Zugleich gewährt Lobigs tiefe Einblicke in das Privatleben seiner Mutter. Parallel berichtet er kenntnisreich und offenbar quellengesättigt von dem Unbill, die das Ballett in Süd- und Nordamerika erlebt hat – eine wahre Abenteuerreise mit Tanz. 1951 schließlich stößt Bé wieder zur neuen Compagnie von Jooss an der Folkwang-Schule und wird später ihr eigenes Tanzstudio in Düsseldorf gründen.

Martin Lobigs schafft es, dieses Konvolut an Daten, Personen, Wegen, Privatem und Politischen auf 158 Seiten in gut rezipierbare Einheiten zu unterteilen. Er arbeitet mit Zitaten und Zusammenfassungen und gerne auch einem Übermaß an Details, wenn etwa die finanziellen Aufwendungen in Düsseldorf 1951 auf die Mark genau ausgerechnet werden oder die Kommunikation zu logistischen Problemen während der Südamerika-Tour allzu akribisch ausgewertet werden. Es ist ein Buch zum Lesen und Blättern gleichermaßen und dürfte aufgrund seiner klaren Strukturierung sogar als brauchbares Nachschlagewerk taugen, zumal sich im Anhang zahlreiche Dokumente als Faksimile finden lassen und natürlich zahlreiche Quellenangaben zu Text und Bild.
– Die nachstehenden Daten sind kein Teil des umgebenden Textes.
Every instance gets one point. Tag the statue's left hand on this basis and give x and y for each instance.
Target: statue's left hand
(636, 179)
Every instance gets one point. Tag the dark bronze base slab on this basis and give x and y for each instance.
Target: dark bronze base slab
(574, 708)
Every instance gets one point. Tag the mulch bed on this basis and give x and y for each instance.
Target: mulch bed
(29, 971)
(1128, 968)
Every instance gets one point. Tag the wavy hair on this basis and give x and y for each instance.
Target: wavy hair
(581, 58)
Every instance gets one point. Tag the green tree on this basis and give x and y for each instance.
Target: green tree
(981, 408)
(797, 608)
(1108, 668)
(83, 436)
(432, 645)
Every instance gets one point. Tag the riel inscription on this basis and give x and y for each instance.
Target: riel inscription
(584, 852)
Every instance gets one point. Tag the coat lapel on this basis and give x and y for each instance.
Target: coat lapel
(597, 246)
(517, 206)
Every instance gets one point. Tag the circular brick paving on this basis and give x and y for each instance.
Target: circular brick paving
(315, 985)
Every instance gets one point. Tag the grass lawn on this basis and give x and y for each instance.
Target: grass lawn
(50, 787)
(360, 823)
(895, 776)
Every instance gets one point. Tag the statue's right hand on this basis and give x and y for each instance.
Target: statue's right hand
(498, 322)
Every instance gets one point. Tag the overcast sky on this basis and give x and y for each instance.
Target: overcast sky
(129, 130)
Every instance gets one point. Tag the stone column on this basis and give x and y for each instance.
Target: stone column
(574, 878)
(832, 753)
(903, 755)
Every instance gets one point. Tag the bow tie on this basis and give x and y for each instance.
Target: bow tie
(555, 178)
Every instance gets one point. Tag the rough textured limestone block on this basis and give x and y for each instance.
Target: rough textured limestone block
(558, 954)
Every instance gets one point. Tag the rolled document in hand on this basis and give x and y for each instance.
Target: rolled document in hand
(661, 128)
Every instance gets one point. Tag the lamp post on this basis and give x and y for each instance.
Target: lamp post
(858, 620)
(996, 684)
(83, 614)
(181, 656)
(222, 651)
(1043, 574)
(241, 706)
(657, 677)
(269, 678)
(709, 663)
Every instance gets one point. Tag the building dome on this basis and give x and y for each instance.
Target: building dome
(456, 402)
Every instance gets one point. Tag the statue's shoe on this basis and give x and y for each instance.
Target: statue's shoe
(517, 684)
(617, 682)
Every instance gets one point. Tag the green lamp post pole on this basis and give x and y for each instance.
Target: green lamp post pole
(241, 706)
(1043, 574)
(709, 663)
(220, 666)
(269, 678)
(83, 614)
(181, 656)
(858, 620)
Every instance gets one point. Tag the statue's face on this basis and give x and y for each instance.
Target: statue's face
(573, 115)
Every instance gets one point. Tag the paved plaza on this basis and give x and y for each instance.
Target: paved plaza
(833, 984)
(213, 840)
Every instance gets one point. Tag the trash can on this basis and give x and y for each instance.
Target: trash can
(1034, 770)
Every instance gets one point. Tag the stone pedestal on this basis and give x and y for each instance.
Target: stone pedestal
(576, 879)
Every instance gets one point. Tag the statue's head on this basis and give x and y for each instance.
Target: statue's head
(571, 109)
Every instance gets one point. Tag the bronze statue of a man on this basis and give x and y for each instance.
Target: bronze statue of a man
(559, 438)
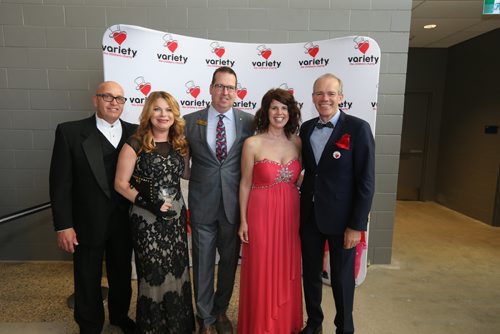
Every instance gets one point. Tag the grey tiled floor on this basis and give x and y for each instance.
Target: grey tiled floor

So ist das Buch mehr als die gelungene Hommage ihres Sohnes an Beatris Vitringa, genannt Bé, und ihre Zeit beim Ballets Joos. Es ist ein spannendes Zeitzeugnis über den Tanz in den Wirren des 20. Jahrhunderts.

Martin Lobigs.»Das Tanzen bleibt«. Unterwegs mit den Ballets Jooss. Das Album der Tänzerin Bé 1924-1956. Henschel Verlag. 26,00 Euro.